The day has come for college football’s premier athletes to embark on their respective journey to the NFL.
Indianapolis will host the NFL Scouting Combine where all these players will try to make more money for themselves in front of the whole world. They will be analyzed to such a large degree in order to see who is willing to go the distance and then some for the decision makers who, in a way, help control their bright future. Here’s the latest take on who the Raiders will be discussing come late April in Dallas.
Round 1 (9 or 10) – Marcus Davenport, EDGE, UTSA
Pros: Powerful defender who is violently quick off the snap. Bulls through offensive lineman with relative ease. Barring any mishaps, Davenport will blow up with outlandish stats at the combine. He possesses all the correct tools to be a superior talent as an edge rusher. Davenport stands in at a prototypical size, 6’6″ 260 lbs., so he’ll more than likely be used in a three-point stance and standing up on the outside on different downs. He’s the Conference USA Defensive Player of the Year with 8.5 sacks, 55 tackles and one memorable Senior Bowl in which the Raiders met the young man. CBS Sports is really high on the small school prospect as noticed in this article.
Cons: As with all little-known programs competition is everything. The Road Runners faced not so stiff opponents for most of his time in San Antonio. The other stereotype is that he will be a raw product. Davenport will need time to adjust to the pro game to fully hone his unlimited skills.
Raiders Fit: Imagine a second Khalil Mack to pair with him. With two perennial stout ends, offensive tackles would have nightmares facing the Silver & Black on a weekly basis. If Davenport pans out, the Raiders defense could lead the league in sacks, while causing the most havoc against quarterbacks.
Round 2 (41) – Taven Bryan, DT, Florida
Pros: Bryan lives in the weight room with a J.J. Watt-style work ethic. Will turn out to be one of the strongest prospects at the combine for his gym prowess. Plays with an uncanny strength and unbridled enthusiasm that few possess.
Bryan bull rush through opposing blockers to blow up plays for his fellow defenders. Rare power at the snap of the ball. The underclassmen can spark the whole defense with his passion for being a factor that teams have to be on notice for.
Cons: Tends to get complacent at moments. Hasn’t played the game for as long as others. Not a guy who gets many sacks. He’s also undersized compared to the wealth of larger lineman in the league. Will need optimal coaching techniques to fully utilize his overwhelming potential.
Raiders Fit: If the Raiders stock up on the defensive line, they can be unblockable. It would improve the defensive unit altogether and make them championship caliber if all pans out. Offenses wouldn’t know who to double team between Davenport, Mack, Bryan, amongst others.
Round 3 (75) – Deontay Burnett, WR, USC
Pros: Pretty much catches everything thrown his way. Finds ways to get open in coverage. He doubled his production as a junior and can make something out of nothing. Burnett is also only 20 years young, touting him as one of the youngest talents that are draftable. Always shows up on the tape because he just simply has a nose for the football. Has the acceleration to break it at any time.

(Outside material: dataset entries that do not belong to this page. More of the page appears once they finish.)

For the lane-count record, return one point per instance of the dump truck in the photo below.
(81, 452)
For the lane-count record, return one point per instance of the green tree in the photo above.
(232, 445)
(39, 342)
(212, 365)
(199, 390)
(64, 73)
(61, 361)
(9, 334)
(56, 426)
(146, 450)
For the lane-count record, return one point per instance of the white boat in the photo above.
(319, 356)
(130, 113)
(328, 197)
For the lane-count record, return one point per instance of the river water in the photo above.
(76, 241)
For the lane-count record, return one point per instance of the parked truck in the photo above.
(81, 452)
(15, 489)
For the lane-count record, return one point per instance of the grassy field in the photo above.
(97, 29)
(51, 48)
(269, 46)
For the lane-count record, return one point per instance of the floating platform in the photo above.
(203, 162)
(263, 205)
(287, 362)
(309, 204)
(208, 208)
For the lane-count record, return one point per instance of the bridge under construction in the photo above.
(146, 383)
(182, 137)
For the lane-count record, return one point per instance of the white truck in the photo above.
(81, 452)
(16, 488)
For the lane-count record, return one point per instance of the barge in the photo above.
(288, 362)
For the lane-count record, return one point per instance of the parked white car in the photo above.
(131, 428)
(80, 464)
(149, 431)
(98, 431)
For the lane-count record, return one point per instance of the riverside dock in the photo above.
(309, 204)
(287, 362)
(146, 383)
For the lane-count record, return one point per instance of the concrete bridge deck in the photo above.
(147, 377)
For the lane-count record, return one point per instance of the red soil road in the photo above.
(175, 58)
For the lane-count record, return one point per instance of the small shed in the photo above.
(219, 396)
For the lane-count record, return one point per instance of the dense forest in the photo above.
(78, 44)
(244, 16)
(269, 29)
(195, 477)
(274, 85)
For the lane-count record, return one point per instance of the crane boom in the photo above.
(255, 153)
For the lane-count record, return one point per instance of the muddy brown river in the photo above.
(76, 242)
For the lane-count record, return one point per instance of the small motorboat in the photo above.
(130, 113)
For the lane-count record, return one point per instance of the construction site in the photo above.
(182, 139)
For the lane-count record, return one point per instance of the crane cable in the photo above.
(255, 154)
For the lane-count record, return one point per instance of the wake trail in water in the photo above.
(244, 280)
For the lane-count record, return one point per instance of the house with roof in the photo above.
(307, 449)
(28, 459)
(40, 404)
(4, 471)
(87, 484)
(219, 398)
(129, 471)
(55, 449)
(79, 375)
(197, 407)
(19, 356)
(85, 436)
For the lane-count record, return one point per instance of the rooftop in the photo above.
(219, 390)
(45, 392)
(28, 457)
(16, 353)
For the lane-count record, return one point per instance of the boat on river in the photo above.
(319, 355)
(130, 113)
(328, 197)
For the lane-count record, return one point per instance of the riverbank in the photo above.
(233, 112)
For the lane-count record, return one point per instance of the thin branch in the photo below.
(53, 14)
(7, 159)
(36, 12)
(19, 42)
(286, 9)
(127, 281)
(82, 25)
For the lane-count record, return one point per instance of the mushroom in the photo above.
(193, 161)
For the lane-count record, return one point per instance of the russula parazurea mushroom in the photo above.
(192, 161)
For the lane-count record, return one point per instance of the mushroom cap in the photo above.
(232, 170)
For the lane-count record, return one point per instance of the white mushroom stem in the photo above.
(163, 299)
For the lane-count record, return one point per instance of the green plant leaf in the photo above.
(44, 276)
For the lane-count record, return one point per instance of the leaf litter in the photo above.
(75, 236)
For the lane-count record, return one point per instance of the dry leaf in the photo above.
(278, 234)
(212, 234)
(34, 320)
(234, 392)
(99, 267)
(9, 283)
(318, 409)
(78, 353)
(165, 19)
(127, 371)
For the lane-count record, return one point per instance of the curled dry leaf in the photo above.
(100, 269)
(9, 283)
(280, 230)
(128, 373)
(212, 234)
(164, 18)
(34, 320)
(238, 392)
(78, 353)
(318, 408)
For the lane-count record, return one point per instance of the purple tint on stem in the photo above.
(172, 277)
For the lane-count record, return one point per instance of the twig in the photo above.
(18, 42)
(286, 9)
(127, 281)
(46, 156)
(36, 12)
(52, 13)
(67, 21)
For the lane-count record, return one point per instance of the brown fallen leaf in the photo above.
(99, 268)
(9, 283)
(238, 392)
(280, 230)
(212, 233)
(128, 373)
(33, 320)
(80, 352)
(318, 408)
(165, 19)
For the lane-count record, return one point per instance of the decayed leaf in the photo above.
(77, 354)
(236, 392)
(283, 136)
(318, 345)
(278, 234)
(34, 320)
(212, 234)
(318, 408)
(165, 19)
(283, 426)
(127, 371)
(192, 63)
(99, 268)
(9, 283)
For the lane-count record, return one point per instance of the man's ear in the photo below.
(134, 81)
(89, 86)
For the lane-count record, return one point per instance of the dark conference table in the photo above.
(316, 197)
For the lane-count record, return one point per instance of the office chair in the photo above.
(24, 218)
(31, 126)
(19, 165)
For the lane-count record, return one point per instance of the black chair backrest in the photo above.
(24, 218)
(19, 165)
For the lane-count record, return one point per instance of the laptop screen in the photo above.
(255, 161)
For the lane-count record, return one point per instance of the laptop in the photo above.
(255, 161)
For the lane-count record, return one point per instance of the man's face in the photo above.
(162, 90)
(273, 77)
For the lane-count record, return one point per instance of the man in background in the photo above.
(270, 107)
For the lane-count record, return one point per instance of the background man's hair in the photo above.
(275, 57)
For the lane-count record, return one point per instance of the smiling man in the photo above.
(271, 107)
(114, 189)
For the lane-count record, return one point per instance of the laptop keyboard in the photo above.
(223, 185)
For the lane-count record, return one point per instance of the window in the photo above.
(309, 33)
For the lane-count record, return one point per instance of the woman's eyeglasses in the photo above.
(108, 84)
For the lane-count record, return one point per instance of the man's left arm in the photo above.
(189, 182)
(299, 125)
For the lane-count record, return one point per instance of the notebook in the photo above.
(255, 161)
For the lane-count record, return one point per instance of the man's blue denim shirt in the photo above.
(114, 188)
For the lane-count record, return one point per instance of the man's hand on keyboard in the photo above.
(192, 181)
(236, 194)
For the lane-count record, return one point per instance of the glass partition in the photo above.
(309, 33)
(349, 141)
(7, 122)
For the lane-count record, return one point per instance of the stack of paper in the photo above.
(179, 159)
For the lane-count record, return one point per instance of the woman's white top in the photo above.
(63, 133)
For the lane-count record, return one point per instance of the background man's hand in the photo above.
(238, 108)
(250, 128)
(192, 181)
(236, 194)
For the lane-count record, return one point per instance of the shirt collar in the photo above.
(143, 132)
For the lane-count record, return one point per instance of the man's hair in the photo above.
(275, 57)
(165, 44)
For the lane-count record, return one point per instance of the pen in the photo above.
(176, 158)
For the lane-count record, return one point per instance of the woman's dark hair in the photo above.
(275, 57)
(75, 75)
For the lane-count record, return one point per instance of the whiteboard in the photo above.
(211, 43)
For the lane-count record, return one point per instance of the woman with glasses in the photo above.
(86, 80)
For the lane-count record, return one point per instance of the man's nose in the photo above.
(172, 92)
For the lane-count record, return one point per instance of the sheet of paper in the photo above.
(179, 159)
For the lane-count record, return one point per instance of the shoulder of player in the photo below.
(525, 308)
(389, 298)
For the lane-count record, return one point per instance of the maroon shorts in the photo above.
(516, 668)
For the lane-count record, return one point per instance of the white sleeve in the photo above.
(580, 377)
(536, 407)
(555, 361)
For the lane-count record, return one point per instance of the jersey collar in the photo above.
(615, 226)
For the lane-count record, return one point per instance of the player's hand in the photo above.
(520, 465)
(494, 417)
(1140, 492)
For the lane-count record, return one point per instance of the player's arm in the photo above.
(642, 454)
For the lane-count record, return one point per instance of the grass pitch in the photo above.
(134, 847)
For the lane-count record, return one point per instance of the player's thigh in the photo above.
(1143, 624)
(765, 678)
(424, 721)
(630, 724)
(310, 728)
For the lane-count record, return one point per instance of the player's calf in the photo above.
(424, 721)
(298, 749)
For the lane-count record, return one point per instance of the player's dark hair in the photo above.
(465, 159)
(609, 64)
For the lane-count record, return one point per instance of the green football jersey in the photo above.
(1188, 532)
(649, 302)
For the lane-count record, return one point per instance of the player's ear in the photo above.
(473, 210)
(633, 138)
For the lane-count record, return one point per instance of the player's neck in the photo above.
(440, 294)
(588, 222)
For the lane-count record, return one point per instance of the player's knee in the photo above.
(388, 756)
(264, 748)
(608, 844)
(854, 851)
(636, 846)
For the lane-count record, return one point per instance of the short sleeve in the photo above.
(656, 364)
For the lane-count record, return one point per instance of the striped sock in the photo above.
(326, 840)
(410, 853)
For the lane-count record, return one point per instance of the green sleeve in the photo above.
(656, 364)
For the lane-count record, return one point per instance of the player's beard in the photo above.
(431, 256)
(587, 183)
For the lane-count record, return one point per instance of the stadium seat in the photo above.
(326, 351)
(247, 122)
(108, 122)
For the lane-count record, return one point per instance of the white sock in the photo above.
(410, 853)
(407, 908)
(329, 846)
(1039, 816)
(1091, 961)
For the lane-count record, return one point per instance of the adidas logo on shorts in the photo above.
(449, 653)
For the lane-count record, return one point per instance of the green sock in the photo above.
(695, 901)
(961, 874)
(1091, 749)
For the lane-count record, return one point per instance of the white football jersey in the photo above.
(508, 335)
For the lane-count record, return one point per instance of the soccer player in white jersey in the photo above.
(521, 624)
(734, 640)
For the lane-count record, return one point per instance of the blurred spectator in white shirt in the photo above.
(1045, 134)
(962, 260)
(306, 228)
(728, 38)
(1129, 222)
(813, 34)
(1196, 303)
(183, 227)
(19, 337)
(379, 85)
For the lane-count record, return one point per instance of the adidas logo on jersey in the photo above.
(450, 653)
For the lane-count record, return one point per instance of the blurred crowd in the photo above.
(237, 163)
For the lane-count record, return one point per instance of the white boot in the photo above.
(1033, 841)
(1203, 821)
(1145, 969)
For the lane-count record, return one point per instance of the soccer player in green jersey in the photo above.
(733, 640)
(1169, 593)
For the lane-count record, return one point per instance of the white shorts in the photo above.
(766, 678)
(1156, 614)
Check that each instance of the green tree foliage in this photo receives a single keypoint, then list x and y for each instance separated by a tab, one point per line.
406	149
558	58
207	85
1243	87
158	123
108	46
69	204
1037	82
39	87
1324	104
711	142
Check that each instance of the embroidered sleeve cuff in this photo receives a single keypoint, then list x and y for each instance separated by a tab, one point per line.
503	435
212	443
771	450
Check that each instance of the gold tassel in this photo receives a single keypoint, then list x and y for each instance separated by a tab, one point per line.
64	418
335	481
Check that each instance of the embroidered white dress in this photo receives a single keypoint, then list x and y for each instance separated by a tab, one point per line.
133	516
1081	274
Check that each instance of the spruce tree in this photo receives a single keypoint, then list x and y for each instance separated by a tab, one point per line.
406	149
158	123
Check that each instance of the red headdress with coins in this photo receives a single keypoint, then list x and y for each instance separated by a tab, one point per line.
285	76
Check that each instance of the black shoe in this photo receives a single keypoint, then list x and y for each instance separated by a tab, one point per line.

Cons: Only listed at 170 pounds, which he must address. He’ll have to learn to block better with his short stature as well. Can struggle when matched up on taller defensive backs. His best usage in the NFL will probably be as a slot receiver.
Raiders Fit: The Raiders desperately need an offensive weapon like this that is reliable to catch anything. He would be an instantaneous upgrade over Seth Roberts in the slot because of his abilities when the rock is in his hands. Carr and Burnett could prosper together for years to come.
Round 4 (110) – Jeremy Reaves, DB, South Alabama
Pros: This dude can lay the lumber with a fearless mentality. Reaves can stop the run instantly because he ‘s a vicious hitter. Over his time as a Jaguar, Reaves finished with 300 tackles, 20.5 for loss, eight interceptions, 22 passes broken up, and eight fumbles forced. Can line up as a hybrid at safety or corner and has very formidable coverage skills. Reaves is a tackling machine that knows where to be on the field at all times. He can be the leader in the back-end because of the way he brings it every time he laces up the cleats.
Cons: Did not get a combine invite which is airily odd. He’s only 5’11” and 185 lbs., which means he must get to the gym and bulk up. Played on a bad team that got blown out a lot in 2017. The level of where Reaves called home will be questioned, but scouts will be forced to watch more tape on him because of all his experience for South Alabama.
Raiders Fit: This athlete looks like a Raider already. He would be a defensive playmaker that the Raiders were missing last season. Reaves is a student of the game and can bring that knowledge to a club that can use it immediately.
The combine is not organized football, but at least it is something for the diehards to talk about at the water cooler the next day. It’s going to be a fun couple of days in Indy with the heart of the offseason finally arriving.